Amazon’s Just Walk Out technology is both extremely cool — just grab what you want and walk out the door, no checking out or paying necessary — and extremely complicated. Amazon’s system uses computer vision, which requires a complex system of cameras and sensors just to make the whole thing work.
But now, Amazon is rolling out a new, simpler way to Just Walk Out. It built a system that uses radio-frequency identification, known as RFID, to track your purchases as you leave the store. Amazon first tested the system at the Climate Pledge Arena in Seattle (so named by Amazon, which purchased the arena’s naming rights in 2020) and is now also testing it at Lumen Field, the home of the Seattle Seahawks.
The system is pretty straightforward: each item, in this case mostly clothing, gets an RFID tag that looks like a normal clothing tag. Customers come into the store, pick out what they want, and walk through an “exit gate” that scans the tags and tallies up the bill. Then they scan their credit card or wave a palm over an Amazon One scanner and leave.
RFID tags are a longtime staple of the people- and thing-tracking industries: they’re a handy way to quickly check inventory in a warehouse, keep your luggage from getting lost, and even get you into Disney World. Amazon is just trying to take that tech and apply it to the everyday shopping experience.
It may not feel quite as cool to go through a scanner before you leave as it does to just walk out of the building, but the pitch for Amazon here is that an RFID system will be drastically easier for companies to implement. Rather than wire their buildings with an expensive camera system, they can just switch their tags, add a few gates, and be done. Amazon says its Just Walk Out testing has shown huge increases in customer traffic thanks to the shorter lines and many more transactions because the process is so simple.

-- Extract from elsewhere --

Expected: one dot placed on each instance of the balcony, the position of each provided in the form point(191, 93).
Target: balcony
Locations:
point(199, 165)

Amazon itself may be pulling back on physical retail stores, but it’s clearly still invested in real-world shopping logistics problems. (Amazon says there are more than 150 total stores with Just Walk Out tech enabled.) It’s a potentially big business and, maybe even more enticingly, a huge source of customer data. If Amazon can get a palm swipe from everybody in every store everywhere, the internet’s most relentlessly optimized online store could know just as much about how you shop offline.